2016-07-27
VANCOUVER, British Columbia, Sept. 11 (RNS)--The Anglican diocese of Cariboo, British Columbia, will vote next month on a plan that would make it the first diocese in Canadian history to declare bankruptcy.

Faced with daunting court costs from native residential-school lawsuits, priests and lay leaders in the sprawling British Columbia interior diocese will gather October 13-15 to decide whether to close the diocese and leave their bishop, Jim Cruickshank, without a job.

"The members of the diocese don't want to vote for winding up operations, but they have no option. The diocese is no longer able to pay its legal costs," said Kamloops-based Archbishop David Crawley, who oversees all of British Columbia's Anglican dioceses.

The Cariboo diocese has already paid an out-of-court settlement to one of eight native men abused in the 1970s by a dormitory supervisor at Anglican-run St. George's residential school in Lytton.

But Crawley said it is the cost of handling seven other lawsuits that has become untenable for the Cariboo diocese, which is one of several across Canada facing possible bankruptcy. Natives have filed more than 6,000 lawsuits alleging abuse at more than 100 now-defunct, church-run, federally funded residential schools across the country.

"This vote is going to be emotional and stressful for people," Crawley said. "They're going to be dealing with church buildings on which they've spent hundreds of thousands of dollars, places where their parents were married and they were married. But they're moving toward winding up the diocese in order to get some sense of controlling their own destiny."

In addition to trying to declare bankruptcy, the Cariboo diocese hopes to argue in court that its church buildings are held in trust for parishes and should not be seized to pay legal bills, Crawley said. But the future of the church buildings would remain uncertain for a long time, he said, because they would be in the hands of liquidation officials.

If the diocese legally winds up its operations, Archbishop Crawley, as the most senior Anglican in British Columbia, would administer its 40 congregations--whether they continue to gather in existing churches or in rented facilities.

"The idea is to get on with the church's life of worshipping God and serving the world and not be absorbed in legal machinations," he said.

The Anglican Church has maintained that all Anglican dioceses in Canada are run as separate legal and corporate entities, but that has not stopped lawyers from targeting the larger Anglican Church for damages.

The Cariboo diocese stretches some 500 miles from Hope to Prince George, but it is the second smallest in Canada by membership, with only 4,500 members.

Meanwhile, the church's national office in Toronto, which also faces possible bankruptcy because of the cost of fighting lawsuits, this month laid off eight employees and cut an extra $500,000 to balance its budget.

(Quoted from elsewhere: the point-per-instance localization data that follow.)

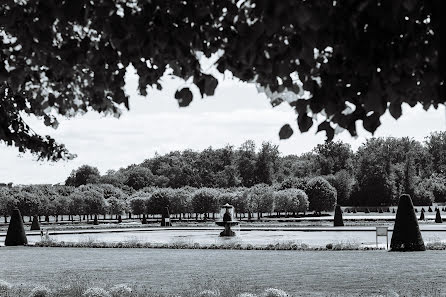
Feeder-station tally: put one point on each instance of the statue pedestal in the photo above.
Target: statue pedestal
(227, 232)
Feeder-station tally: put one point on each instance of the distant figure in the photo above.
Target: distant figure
(227, 216)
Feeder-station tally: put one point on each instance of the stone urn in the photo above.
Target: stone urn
(227, 220)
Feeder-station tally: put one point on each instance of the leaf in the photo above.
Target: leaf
(285, 132)
(395, 110)
(371, 123)
(207, 84)
(328, 130)
(409, 4)
(304, 122)
(184, 97)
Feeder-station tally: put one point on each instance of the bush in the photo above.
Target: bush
(438, 218)
(96, 292)
(35, 224)
(321, 195)
(246, 295)
(422, 195)
(40, 291)
(16, 232)
(406, 234)
(271, 292)
(121, 290)
(338, 221)
(209, 293)
(5, 288)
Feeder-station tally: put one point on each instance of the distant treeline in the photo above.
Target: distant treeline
(376, 175)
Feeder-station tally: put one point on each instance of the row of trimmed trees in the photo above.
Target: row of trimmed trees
(375, 175)
(316, 195)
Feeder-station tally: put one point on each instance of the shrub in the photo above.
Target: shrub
(121, 290)
(321, 195)
(406, 232)
(271, 292)
(96, 292)
(208, 293)
(438, 218)
(5, 288)
(40, 291)
(35, 224)
(246, 295)
(338, 221)
(16, 232)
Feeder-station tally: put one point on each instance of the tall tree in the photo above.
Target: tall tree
(67, 57)
(266, 163)
(85, 174)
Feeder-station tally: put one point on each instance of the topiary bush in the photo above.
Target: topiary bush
(35, 225)
(438, 218)
(16, 232)
(121, 290)
(321, 195)
(40, 291)
(338, 221)
(96, 292)
(272, 292)
(406, 234)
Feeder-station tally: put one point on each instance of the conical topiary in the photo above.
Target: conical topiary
(165, 219)
(35, 224)
(406, 234)
(16, 232)
(338, 221)
(438, 218)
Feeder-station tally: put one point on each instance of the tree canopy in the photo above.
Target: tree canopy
(348, 61)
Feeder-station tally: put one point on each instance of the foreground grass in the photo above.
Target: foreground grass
(170, 272)
(81, 286)
(338, 246)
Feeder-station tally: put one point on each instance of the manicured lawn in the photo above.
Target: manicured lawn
(300, 273)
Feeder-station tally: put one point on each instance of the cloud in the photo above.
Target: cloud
(156, 124)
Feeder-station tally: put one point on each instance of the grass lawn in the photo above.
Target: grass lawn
(336, 273)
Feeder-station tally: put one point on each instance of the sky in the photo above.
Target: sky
(237, 112)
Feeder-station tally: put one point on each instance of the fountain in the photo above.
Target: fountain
(228, 222)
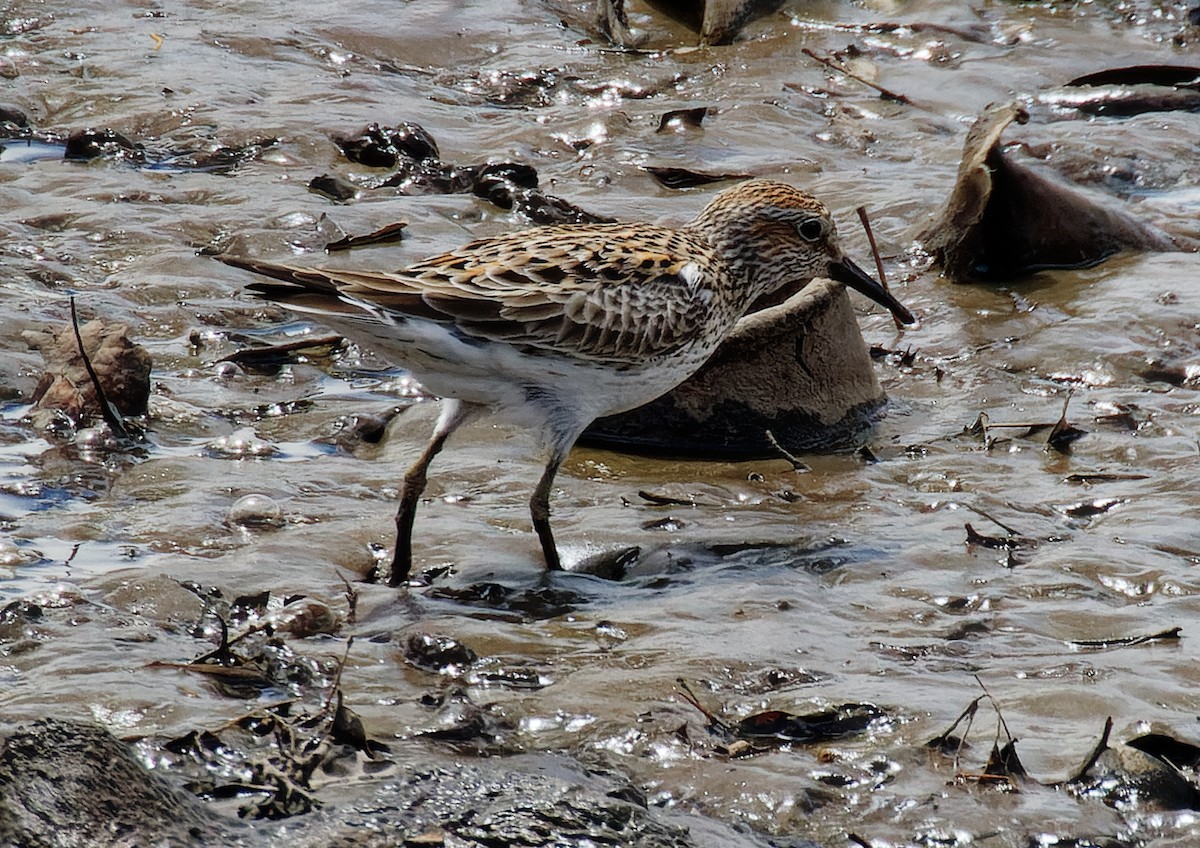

Many of the church employees worked for social justice causes, the poor, and Third World development.

Floyd Mowatt, a 40-year-old Gitskan native who received an out-of-court settlement from the Cariboo diocese and the federal government for abuse endured at St. George's school, said Friday, September 8, he couldn't care less if the diocese, the Anglican denomination, or the entire Christian church goes bankrupt.

"I don't know how they think they can get away with this bull," said Mowatt, who sought $5.4 million in damages but won't disclose how much he actually received. Mowatt, who is not Christian, said he regularly argues with Christian native Indians about whether churches should go bankrupt to pay for residential-school abuse.

Crawley blamed the federal government for much of the diocese's problems.

Only one of the eight abuse victims from St. George's actually sued the Anglican diocese, he said. It was the government's practice of cross-suing the churches that led to the diocese's financial quagmire.

Crawley, along with many Canadian Christian leaders, urged Ottawa to agree to a deal with Canada's churches that would limit the church's liability so that all parties could get on with healing and reconciliation with native Indians. Canada's church leaders and the federal government have already apologized for the residential schools, which they admit reflected a mistaken attempt to forcibly assimilate Canada's natives.

The Anglican Church ran about 20 of Canada's residential schools, while the Roman Catholic Church ran most of the rest. Other Canadian church bodies facing possible bankruptcy as a result of lawsuits include the Anglican diocese of Qu'Appelle in Saskatchewan, the Catholic diocese of Whitehorse, and three Western Canadian branches of the Oblate order.